On August 2, the A-share market staged a general decline, with all three major indices opening lower and closing down, accompanied by decreased trading volume. The Shanghai Composite Index fell by 0.92%, barely holding above the 2900-point mark.
At the close, the Shanghai Composite Index dropped by 0.92% to 2905.34 points; the Shenzhen Component Index fell by 1.38% to 8553.55 points; the Growth Enterprise Index dropped by 1.66% to 1638.30 points; and the ChiNext Index, tracking innovative startups, declined by 1.79% to 725.66 points.
Looking at the market performance, tech stocks saw a widespread decline, with concepts such as CPO, computing power, PCB, and storage chips leading the losses. Tiantu Communication plunged nearly 10%; brokerage firms, automobile manufacturers, and new energy sectors were generally sluggish; whereas pharmaceutical stocks showed resilience amid the overall downtrend.
Overall, individual stocks exhibited a downward trend. According to Wind statistics, there were 995 gainers and 4189 losers in the two markets and the Beijing Stock Exchange, with 169 remaining unchanged.
The Shanghai market saw a turnover of 314.918 billion yuan, a decrease of 37.7 billion yuan compared to the previous trading day’s 352.6 billion yuan. The Shenzhen market recorded a turnover of 407.442 billion yuan. The combined turnover of the two markets was 722.36 billion yuan, down by 60 billion from the previous trading day.
According to Caixin, Shen Meng, Executive Director of Xiangsong Capital, stated that the A-share market experienced a significant pullback due to the decline in the overseas markets. With expectations of monetary policy adjustments by the Federal Reserve in August and the impact of domestic policy initiatives, it is anticipated that the market will experience more pronounced volatility.
Shen Meng analyzed that the deep pullback in technology stocks today in the A-share market might affect the valuation logic of related sectors.

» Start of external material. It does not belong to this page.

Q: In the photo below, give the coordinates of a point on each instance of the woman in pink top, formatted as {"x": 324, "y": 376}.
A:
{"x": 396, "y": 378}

Zhongyuan Securities pointed out that the current average price-earnings ratio of the Shanghai Composite Index and the Growth Enterprise Index is 12.55 times and 27.73 times, respectively, which are below the median level of the past three years, indicating that market valuation still remains relatively low. It is expected that the stock index will maintain a fluctuating pattern in the future, while closely monitoring changes in policy, capital, and external factors.